The way the human being has occupied the Amazon in the last 40 years has accelerated the threat to the ability of the largest tropical forest in the world to contribute to the balance of the planet. An analysis of data from the Mapbiomas historical series on soil use, released on Monday (15), reveals that between 1985 and 2024, the biome lost 52 million hectares of native vegetation area.
The area that was converted to human use in the period represents 13% of the territory occupied by the biome and is equivalent to the size of some countries, such as France, for example. Added to what had already been affected earlier, the Amazon in 2024 had already lost 18.7% of native vegetation, of which 15.3% were occupied by human activities.
“The Brazilian Amazon is approaching the 20% to 25% range provided for by science as the possible point of no return of the biome, from which the forest can no longer support itself,” warns Mapbiomas researcher Bruno Ferreira.
According to the researchers, the speed of soil coverage conversion in the last 40 years draws attention, when 83% of total native vegetation has occurred.. During this period, green coverage gave way to various activities such as livestock, agriculture, forestry of exotic species and mining.
Pastures, for example, occupied 12.3 million hectares in 1985 in the Amazon. By 2024, this type of land use was already present at 56.1 million hectares of the biome. Agriculture has advanced even more, occupying an area 44 times larger than 40 years ago. From 180,000 hectares at the beginning of the historical series, he jumped to 7.9 million hectares in 2024.
Proportionally, the presence of forestry in the biome has increased even more – 110 times, jumping from 3,200 hectares to 352 thousand hectares in the period of the historical series. Mining also follows the upward curve, with a jump from 26,000 hectares to 444 thousand hectares in the same four decades.
Soy moratorium
Another fact that draws attention is the presence of soybean crop as the main type of culture in the biome, representing 74.4% of the entire area occupied by Amazonian agriculture, with a total of 5.9 million hectares in 2024.
In the analysis of the historical series, the researchers focused on the evolution of soybean crop in the region from the perspective of the soy moratorium, a commercial agreement that prohibits the purchase of cultivated cultivated in deforested areas in the biome after 2008.

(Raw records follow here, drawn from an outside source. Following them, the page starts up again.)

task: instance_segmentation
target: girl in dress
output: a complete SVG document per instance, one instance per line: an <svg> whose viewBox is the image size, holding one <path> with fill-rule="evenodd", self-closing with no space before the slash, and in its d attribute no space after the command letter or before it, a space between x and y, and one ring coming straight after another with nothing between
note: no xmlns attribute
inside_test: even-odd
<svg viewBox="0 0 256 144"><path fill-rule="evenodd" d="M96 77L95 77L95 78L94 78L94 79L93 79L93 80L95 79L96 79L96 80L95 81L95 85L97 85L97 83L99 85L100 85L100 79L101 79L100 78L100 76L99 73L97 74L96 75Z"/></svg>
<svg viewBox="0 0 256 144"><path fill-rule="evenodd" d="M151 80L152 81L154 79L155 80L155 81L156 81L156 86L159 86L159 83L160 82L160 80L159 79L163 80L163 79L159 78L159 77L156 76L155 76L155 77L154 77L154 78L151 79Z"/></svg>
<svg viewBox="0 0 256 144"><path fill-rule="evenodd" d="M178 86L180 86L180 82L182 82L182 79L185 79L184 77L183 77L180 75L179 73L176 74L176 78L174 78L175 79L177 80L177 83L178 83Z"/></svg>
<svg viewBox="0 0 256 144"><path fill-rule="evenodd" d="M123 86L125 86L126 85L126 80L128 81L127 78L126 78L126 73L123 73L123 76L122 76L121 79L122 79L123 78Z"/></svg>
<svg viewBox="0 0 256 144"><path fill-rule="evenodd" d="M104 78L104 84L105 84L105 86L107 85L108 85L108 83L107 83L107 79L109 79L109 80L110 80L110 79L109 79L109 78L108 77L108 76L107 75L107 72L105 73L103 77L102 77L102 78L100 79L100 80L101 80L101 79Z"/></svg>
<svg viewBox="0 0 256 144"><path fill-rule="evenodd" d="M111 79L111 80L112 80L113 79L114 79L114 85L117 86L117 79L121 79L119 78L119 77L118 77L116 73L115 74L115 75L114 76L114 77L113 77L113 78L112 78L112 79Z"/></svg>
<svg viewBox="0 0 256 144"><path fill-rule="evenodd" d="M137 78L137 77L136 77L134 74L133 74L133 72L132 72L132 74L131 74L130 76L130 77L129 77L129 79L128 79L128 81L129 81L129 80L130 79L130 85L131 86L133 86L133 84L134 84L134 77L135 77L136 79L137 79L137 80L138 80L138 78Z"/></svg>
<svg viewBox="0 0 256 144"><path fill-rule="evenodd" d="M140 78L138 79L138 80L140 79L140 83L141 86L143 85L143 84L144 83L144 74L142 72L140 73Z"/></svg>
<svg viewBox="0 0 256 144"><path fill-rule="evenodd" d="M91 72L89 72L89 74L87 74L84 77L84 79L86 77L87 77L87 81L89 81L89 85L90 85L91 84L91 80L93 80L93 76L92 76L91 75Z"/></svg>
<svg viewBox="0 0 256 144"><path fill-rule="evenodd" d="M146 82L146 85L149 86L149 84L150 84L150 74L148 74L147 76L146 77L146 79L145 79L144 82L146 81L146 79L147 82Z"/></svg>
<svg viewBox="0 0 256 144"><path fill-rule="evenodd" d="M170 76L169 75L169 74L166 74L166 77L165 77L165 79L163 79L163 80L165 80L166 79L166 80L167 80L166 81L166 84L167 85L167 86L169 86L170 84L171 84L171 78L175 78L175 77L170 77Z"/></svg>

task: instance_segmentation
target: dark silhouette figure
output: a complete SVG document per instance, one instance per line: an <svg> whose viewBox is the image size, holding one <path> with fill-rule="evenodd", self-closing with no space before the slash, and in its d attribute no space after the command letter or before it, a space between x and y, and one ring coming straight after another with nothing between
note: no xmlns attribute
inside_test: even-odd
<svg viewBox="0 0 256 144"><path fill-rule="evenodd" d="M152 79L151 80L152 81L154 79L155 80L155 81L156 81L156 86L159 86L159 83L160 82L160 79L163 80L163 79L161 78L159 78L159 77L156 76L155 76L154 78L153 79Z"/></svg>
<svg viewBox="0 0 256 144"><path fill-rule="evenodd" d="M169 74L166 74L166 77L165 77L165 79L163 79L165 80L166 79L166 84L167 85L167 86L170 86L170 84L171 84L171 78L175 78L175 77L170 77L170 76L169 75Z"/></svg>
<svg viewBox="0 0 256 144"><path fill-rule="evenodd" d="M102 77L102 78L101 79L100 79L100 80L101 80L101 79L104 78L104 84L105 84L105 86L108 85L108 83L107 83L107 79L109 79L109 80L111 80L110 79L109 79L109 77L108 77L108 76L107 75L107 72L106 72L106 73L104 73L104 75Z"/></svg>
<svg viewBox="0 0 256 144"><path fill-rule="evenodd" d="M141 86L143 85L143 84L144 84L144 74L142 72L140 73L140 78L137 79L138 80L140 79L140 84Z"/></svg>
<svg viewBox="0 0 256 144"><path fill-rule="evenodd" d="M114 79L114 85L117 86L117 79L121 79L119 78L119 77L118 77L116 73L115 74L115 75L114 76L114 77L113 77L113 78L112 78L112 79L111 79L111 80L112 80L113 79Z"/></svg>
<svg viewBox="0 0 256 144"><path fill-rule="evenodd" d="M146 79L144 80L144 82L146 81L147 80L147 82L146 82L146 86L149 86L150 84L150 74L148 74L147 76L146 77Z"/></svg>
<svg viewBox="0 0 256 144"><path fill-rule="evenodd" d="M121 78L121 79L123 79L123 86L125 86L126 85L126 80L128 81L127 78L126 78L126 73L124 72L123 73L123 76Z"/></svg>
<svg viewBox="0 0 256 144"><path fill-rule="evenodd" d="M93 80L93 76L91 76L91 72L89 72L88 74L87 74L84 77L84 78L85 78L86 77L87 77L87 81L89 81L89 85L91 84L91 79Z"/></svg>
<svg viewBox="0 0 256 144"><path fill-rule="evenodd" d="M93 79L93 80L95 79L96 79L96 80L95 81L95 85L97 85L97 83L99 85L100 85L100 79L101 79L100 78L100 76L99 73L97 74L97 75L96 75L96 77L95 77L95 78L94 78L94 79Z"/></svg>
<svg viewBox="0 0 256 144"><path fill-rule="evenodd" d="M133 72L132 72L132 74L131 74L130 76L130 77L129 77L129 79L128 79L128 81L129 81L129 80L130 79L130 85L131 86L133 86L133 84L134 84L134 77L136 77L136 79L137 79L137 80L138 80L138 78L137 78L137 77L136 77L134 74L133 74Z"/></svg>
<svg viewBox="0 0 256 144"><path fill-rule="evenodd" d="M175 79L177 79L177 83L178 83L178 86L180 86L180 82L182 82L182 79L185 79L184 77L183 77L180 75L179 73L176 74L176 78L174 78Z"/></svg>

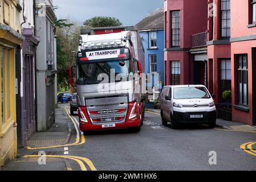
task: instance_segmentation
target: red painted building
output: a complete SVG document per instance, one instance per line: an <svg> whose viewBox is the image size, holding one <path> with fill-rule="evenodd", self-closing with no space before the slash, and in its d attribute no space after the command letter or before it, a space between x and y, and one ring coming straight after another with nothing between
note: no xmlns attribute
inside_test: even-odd
<svg viewBox="0 0 256 182"><path fill-rule="evenodd" d="M233 120L256 125L256 1L232 0L230 9Z"/></svg>
<svg viewBox="0 0 256 182"><path fill-rule="evenodd" d="M164 1L164 84L205 84L207 1Z"/></svg>
<svg viewBox="0 0 256 182"><path fill-rule="evenodd" d="M219 118L256 125L256 0L164 1L164 46L165 85L204 84Z"/></svg>
<svg viewBox="0 0 256 182"><path fill-rule="evenodd" d="M209 0L208 9L208 88L230 119L255 125L256 1Z"/></svg>

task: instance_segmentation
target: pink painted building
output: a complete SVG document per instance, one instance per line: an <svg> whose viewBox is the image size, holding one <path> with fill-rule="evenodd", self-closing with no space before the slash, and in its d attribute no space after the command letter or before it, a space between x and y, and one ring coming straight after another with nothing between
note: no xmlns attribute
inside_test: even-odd
<svg viewBox="0 0 256 182"><path fill-rule="evenodd" d="M207 1L164 1L164 84L205 84Z"/></svg>
<svg viewBox="0 0 256 182"><path fill-rule="evenodd" d="M230 9L233 120L256 125L256 1L232 0Z"/></svg>
<svg viewBox="0 0 256 182"><path fill-rule="evenodd" d="M255 125L256 1L208 2L208 86L218 116Z"/></svg>

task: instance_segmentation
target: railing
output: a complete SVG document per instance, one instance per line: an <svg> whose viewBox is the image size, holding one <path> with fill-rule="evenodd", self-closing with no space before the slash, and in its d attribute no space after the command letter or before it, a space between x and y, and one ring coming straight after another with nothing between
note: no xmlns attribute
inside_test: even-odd
<svg viewBox="0 0 256 182"><path fill-rule="evenodd" d="M197 48L207 46L207 32L204 32L191 35L191 47Z"/></svg>

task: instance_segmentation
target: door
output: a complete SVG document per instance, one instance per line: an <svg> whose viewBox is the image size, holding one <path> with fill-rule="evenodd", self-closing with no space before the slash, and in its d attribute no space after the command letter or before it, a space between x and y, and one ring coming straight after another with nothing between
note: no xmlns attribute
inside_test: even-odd
<svg viewBox="0 0 256 182"><path fill-rule="evenodd" d="M163 93L163 116L166 119L168 119L170 118L170 114L168 111L170 110L170 101L166 100L166 97L168 96L170 88L166 88Z"/></svg>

Most of soybean occupation in the Amazon occurred after the deadline of the trade agreement, when 4.3 million hectares were used by this type of culture. According to the analysis, despite the growth of this land use, most of 3.8 million hectares of crop, grew over an area previously converted to pasture or other modality of agriculture.

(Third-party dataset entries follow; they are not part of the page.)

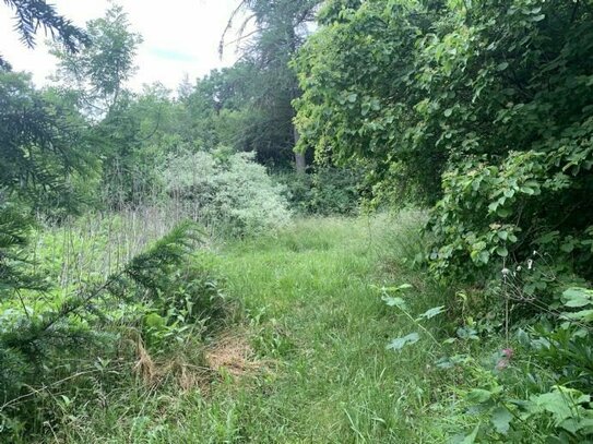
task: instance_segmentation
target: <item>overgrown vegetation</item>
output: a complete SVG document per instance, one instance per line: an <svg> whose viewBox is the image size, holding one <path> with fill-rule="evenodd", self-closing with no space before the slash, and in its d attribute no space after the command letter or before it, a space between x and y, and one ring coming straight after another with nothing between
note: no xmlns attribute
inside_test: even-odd
<svg viewBox="0 0 593 444"><path fill-rule="evenodd" d="M4 3L0 441L593 441L591 0L237 1L175 94Z"/></svg>

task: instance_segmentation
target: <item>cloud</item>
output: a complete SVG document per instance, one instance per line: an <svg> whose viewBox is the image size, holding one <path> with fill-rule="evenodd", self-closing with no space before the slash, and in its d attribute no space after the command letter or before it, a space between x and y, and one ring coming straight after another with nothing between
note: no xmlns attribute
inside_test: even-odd
<svg viewBox="0 0 593 444"><path fill-rule="evenodd" d="M130 29L144 38L138 49L138 72L130 86L140 91L145 83L159 82L175 89L186 74L190 79L201 77L212 69L232 64L235 53L227 51L221 60L218 41L238 1L120 0L118 3L129 15ZM79 26L100 17L109 7L108 0L55 0L52 3ZM14 69L32 72L36 84L48 83L56 59L48 53L43 33L37 48L32 50L19 41L13 28L12 12L0 2L0 53Z"/></svg>
<svg viewBox="0 0 593 444"><path fill-rule="evenodd" d="M194 62L198 60L198 57L195 56L166 48L151 48L151 55L159 59L175 60L178 62Z"/></svg>

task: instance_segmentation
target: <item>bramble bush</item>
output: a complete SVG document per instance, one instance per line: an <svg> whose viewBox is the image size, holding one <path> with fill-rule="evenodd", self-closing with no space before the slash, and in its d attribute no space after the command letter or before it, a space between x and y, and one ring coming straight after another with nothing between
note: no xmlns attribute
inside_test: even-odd
<svg viewBox="0 0 593 444"><path fill-rule="evenodd" d="M230 236L257 235L288 224L283 188L274 184L251 153L183 153L163 171L169 195L189 214Z"/></svg>

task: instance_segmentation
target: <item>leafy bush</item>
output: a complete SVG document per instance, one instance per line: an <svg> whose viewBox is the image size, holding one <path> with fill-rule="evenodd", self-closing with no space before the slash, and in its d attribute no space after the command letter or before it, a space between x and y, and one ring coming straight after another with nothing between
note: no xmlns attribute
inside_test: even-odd
<svg viewBox="0 0 593 444"><path fill-rule="evenodd" d="M305 215L354 215L360 201L360 175L346 168L319 167L312 173L277 177L290 208Z"/></svg>
<svg viewBox="0 0 593 444"><path fill-rule="evenodd" d="M86 281L59 290L39 293L22 280L9 288L0 304L0 441L57 424L59 401L88 403L97 387L124 384L123 368L135 359L146 365L144 344L174 353L227 314L206 257L193 255L201 237L193 224L181 224L106 279L87 271Z"/></svg>
<svg viewBox="0 0 593 444"><path fill-rule="evenodd" d="M185 153L169 157L166 190L193 217L233 236L286 225L290 213L265 168L250 153Z"/></svg>

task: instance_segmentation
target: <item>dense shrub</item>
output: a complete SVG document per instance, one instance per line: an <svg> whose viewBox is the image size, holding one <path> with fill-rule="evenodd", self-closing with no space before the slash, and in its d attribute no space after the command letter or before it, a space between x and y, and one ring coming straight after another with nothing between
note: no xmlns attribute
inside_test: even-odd
<svg viewBox="0 0 593 444"><path fill-rule="evenodd" d="M310 215L353 215L358 212L361 175L353 169L318 167L313 172L285 173L277 180L286 187L290 208Z"/></svg>
<svg viewBox="0 0 593 444"><path fill-rule="evenodd" d="M250 153L185 153L168 159L166 190L210 227L234 236L286 225L290 213L282 187Z"/></svg>

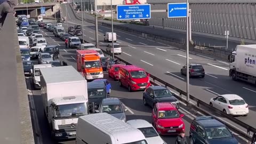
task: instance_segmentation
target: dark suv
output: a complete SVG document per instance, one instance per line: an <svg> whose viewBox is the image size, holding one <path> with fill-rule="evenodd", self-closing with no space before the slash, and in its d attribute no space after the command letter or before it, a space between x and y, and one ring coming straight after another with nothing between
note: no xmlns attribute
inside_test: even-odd
<svg viewBox="0 0 256 144"><path fill-rule="evenodd" d="M193 121L189 131L190 143L237 144L226 125L211 116L199 116Z"/></svg>

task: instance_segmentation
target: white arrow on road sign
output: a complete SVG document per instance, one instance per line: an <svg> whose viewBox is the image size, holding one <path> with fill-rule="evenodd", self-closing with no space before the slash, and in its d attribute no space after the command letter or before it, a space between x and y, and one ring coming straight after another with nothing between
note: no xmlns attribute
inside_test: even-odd
<svg viewBox="0 0 256 144"><path fill-rule="evenodd" d="M172 12L172 11L173 11L173 9L172 9L171 10L171 11L170 11L170 12Z"/></svg>

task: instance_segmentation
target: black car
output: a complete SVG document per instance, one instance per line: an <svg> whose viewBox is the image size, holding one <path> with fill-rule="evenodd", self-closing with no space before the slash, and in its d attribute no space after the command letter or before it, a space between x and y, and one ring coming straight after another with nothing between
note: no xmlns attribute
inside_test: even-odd
<svg viewBox="0 0 256 144"><path fill-rule="evenodd" d="M82 26L81 25L76 25L74 27L74 29L75 30L76 30L76 29L82 29Z"/></svg>
<svg viewBox="0 0 256 144"><path fill-rule="evenodd" d="M33 33L34 33L34 29L33 28L28 29L27 31L26 31L27 36L30 36Z"/></svg>
<svg viewBox="0 0 256 144"><path fill-rule="evenodd" d="M81 29L75 29L74 31L74 36L81 36L82 35L83 35L83 33L82 33L82 30Z"/></svg>
<svg viewBox="0 0 256 144"><path fill-rule="evenodd" d="M73 32L74 30L74 27L69 27L68 29L68 32Z"/></svg>
<svg viewBox="0 0 256 144"><path fill-rule="evenodd" d="M22 61L23 69L25 76L31 76L33 74L33 62L31 61L25 60Z"/></svg>
<svg viewBox="0 0 256 144"><path fill-rule="evenodd" d="M140 84L142 86L147 85ZM179 107L179 100L166 87L163 86L153 86L146 89L143 92L143 103L153 107L157 102L171 102L177 108Z"/></svg>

From 2008 to 2024, the conversion of forest formation directly into soybean crop was 769 thousand hectares.
Dry
According to the study, these activities occupied the space, especially forest, the most suppressed vegetation. Throughout the period, there were 49.1 million hectares, almost 95% of the total of what was removed from native vegetation.
“We can already notice some of the impacts of this loss of forest cover, as in the humid areas of the biome. The coverage and land use maps in the Amazon show that it is drier,” says Bruno Ferreira.
The analysis of the researchers points to retraction of 2.6 million hectares of water covered surfaces in the Amazon, between 1985 and 2024. They are forests and flooding fields, Apicuns and drier mangroves, intensified in the last decade, when the eight of the ten driest years of the biome were recorded.
Regeneration
In 2024, in the Amazon Green Coverage remnant account, 2% is of secondary vegetation. The percentage accounts for 6.9 million hectares in the previously converted area biome, but it was not deforested again and entered the process of regeneration.
This type of vegetation was less affected by deforestation over the past year, when 88% of deforestation in the biome occurred in first and 12% vegetation represented green coverage suppression in regeneration.